Но пальцы на щеке гладили его кожу – прохладные, легкие, и было так хорошо. Спокойно. Тихо. Как будто он нырнул с головой под одеяло, завернулся в него коконом, а там, снаружи, пусть хоть буря, хоть отец с ремнем, хоть конец света – они тебя не достанут. Никогда не достанут.

– Хорошо, – выдохнул Демид. Губы дернулись в улыбке, сам не заметил как. – Обещаю.

Рука убралась в темноту так же медленно, как появилась – нехотя, будто гладила напоследок воздух. Колодец снова стал просто дырой в земле. Обычной, старой, с гнилыми досками.

Демид постоял еще минуту, глядя вниз. Внутри что-то зудело – как после сладкого, когда съел слишком много и язык уже липкий, а в животе бродит тепло. Потом развернулся и пошел к дому, продираясь сквозь траву. Лопухи хлестали по ногам, но он не чувствовал. Он вообще ничего не чувствовал, кроме этого странного, тягучего покоя.



Вечером отец не пришел ужинать.

Мать сидела на кухне, теребя край фартука – дергала, накручивала на палец, пока ткань не пошла складками. Смотрела на дверь. Там, за дверью, было темно, и темнота не спешила открываться.

– Опять пьет где-то, – бормотала она. Голос сухой, шелушащийся, как старая бумага. – Сволочь.

Она всегда так говорила. «Сволочь». Но в этом слове давно не было злости – только усталость и привычка, как у собаки, которая привыкла, что ее бьют, и уже не скулит, а просто ложится и ждет.

Демида уложили спать рано. Он лежал в своей кроватке, смотрел на облупившуюся краску на потолке – она пузырилась, как старая кожа, – и слушал тишину. Тишина была непривычная. Обычно в это время отец уже гремел посудой, или орал телевизор, или просто дышал тяжело, с присвистом, сидя в кресле. А сейчас – ничего. Только маятник часов за стенкой: тик-так, тик-так, тик-так. И в голове пустота.



Утром его разбудил мамин крик.

Крик был странный. Не тот, испуганный и визгливый, от которого хотелось зажмуриться и зарыться в подушку. Этот был другой – длинный, воющий, страшный. В нем не было слов. Просто звук. Так воют, когда случается то, чему нельзя случиться. Когда мир ломается пополам, а ты стоишь и смотришь.

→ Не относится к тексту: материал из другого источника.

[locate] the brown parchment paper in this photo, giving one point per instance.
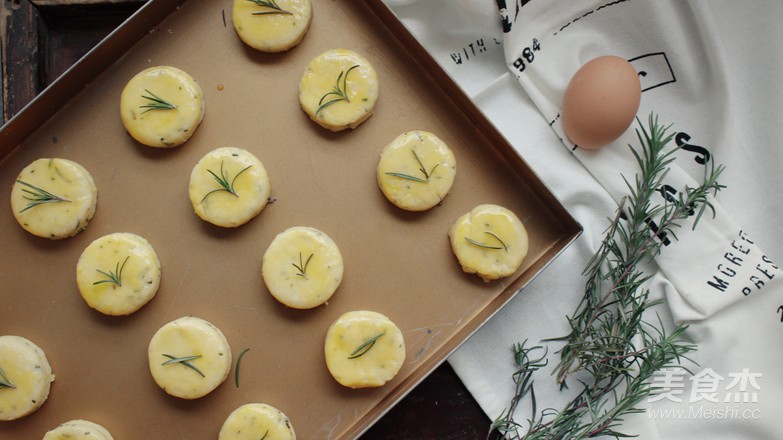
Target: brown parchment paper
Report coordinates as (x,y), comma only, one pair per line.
(396,262)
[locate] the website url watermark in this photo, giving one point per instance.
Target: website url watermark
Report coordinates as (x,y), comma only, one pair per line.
(705,413)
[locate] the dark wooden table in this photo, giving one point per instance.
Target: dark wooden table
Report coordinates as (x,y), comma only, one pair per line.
(42,38)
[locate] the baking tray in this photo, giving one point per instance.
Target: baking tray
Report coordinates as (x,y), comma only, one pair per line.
(398,263)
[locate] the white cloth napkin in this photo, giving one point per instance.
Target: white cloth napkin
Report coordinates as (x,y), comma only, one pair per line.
(712,70)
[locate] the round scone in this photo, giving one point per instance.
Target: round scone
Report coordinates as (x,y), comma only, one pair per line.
(25,377)
(302,267)
(54,198)
(162,106)
(228,187)
(118,273)
(364,349)
(272,26)
(339,89)
(489,241)
(416,170)
(189,357)
(79,430)
(255,421)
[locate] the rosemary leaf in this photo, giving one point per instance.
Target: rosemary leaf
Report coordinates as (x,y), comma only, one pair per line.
(155,103)
(302,268)
(365,347)
(236,370)
(272,4)
(37,196)
(113,277)
(223,181)
(184,361)
(339,91)
(4,382)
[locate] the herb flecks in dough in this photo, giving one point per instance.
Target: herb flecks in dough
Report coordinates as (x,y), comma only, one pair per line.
(236,370)
(422,168)
(340,92)
(222,180)
(271,4)
(488,246)
(184,361)
(302,267)
(38,196)
(365,347)
(155,103)
(4,382)
(113,277)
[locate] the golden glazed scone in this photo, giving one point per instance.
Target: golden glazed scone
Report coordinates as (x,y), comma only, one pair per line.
(302,267)
(189,357)
(118,273)
(272,25)
(416,170)
(79,430)
(162,106)
(489,241)
(339,89)
(228,187)
(25,377)
(54,198)
(364,349)
(255,421)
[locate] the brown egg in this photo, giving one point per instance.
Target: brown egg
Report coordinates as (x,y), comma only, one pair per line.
(601,101)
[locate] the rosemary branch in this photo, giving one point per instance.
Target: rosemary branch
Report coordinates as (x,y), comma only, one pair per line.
(113,277)
(365,347)
(422,168)
(609,341)
(185,360)
(37,196)
(4,381)
(302,267)
(155,103)
(488,246)
(223,181)
(272,4)
(340,92)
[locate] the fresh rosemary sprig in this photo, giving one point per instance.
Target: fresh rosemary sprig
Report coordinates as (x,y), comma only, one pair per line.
(365,347)
(113,277)
(272,4)
(222,180)
(302,268)
(423,170)
(339,91)
(37,196)
(155,103)
(4,382)
(616,351)
(488,246)
(185,360)
(236,370)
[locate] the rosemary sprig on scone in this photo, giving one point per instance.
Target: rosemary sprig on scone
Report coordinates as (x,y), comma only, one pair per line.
(616,351)
(185,360)
(423,170)
(113,276)
(236,369)
(37,196)
(155,103)
(365,347)
(302,267)
(4,382)
(339,91)
(488,246)
(223,181)
(271,4)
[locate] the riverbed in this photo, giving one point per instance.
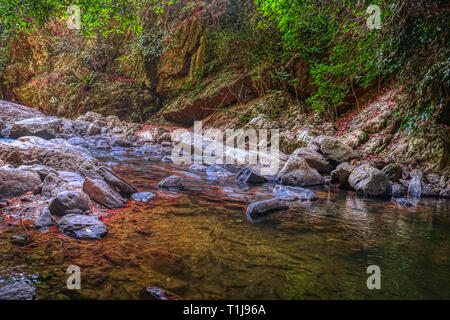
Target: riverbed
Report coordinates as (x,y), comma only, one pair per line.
(198,244)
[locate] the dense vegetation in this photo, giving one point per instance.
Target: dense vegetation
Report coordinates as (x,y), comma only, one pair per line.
(331,37)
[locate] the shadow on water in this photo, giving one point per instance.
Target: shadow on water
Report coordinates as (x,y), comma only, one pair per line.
(199,245)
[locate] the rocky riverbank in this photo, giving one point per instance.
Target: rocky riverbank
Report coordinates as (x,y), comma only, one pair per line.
(51,174)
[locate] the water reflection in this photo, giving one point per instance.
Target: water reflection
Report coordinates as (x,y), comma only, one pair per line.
(198,244)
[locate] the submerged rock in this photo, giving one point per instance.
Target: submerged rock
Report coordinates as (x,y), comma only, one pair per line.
(15,182)
(217,172)
(69,201)
(398,190)
(415,188)
(82,227)
(115,181)
(315,159)
(155,293)
(370,181)
(340,175)
(393,172)
(172,182)
(44,221)
(43,127)
(335,150)
(294,193)
(260,209)
(143,196)
(18,291)
(99,191)
(297,172)
(249,176)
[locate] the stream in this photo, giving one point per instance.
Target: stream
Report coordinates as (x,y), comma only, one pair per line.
(198,244)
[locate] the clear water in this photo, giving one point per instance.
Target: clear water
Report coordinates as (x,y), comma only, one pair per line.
(199,245)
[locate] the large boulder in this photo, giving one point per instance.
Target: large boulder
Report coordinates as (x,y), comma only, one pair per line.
(44,221)
(11,113)
(294,193)
(335,150)
(297,172)
(18,291)
(393,171)
(115,181)
(53,185)
(43,127)
(82,227)
(260,209)
(315,159)
(14,182)
(99,191)
(354,138)
(172,182)
(155,293)
(340,175)
(370,181)
(69,202)
(51,154)
(250,176)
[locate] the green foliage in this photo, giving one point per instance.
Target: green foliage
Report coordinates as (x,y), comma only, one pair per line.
(343,53)
(97,16)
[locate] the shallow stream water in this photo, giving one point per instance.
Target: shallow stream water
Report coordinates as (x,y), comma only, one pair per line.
(199,245)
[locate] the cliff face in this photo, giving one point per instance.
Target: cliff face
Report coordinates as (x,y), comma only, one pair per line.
(65,74)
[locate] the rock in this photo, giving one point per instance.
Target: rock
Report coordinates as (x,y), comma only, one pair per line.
(260,209)
(393,171)
(146,137)
(44,221)
(370,181)
(315,159)
(53,185)
(18,291)
(143,196)
(43,127)
(51,155)
(404,202)
(297,172)
(217,172)
(415,188)
(445,193)
(429,191)
(249,176)
(99,191)
(115,181)
(354,138)
(93,129)
(69,200)
(172,182)
(416,174)
(155,293)
(294,193)
(340,175)
(91,117)
(165,137)
(11,113)
(166,159)
(82,227)
(15,182)
(197,168)
(398,190)
(77,141)
(335,150)
(20,240)
(121,141)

Демид выскочил в коридор. Босые ноги прилипали к холодному линолеуму. Мать стояла на пороге спальни, закрыв лицо руками – ладони прижаты к щекам, пальцы растопырены. А на кровати, ровно укрытый одеялом, лежал отец. Одеяло было натянуто до подбородка, уголки подогнуты, как он любил. Лицо у отца было спокойное, почти счастливое. Белое. Белей подушки.

– Мам? – позвал Демид.

Она не ответила. Только качалась вперед-назад, вперед-назад, и выла.



– Сердце, – сказал потом врач, пожимая плечами. Он стоял в прихожей, мял в руках шапку и смотрел куда-то в сторону. – Не выдержало. С кем не бывает. Молодой еще, но, знаете, экология, стрессы. Водку пил?

Мать кивнула. Она уже не плакала. Сидела на табуретке, комкала в кулаке носовой платок, и лицо у нее было странное – не горестное, а растерянное, как будто она заблудилась в собственном доме.

Пила валерьянку. Плакала. Плакала не по отцу – Демид видел, – а от облегчения. И стыдилась этого. Стыд висел в воздухе, горький и липкий, как дым дешевых сигарет.

Демид стоял у окна и смотрел в сад. Там, в глубине, за лопухами, чернел колодец. Из окна его было почти не видно – только краешек сруба, темный, мокрый после ночного дождя.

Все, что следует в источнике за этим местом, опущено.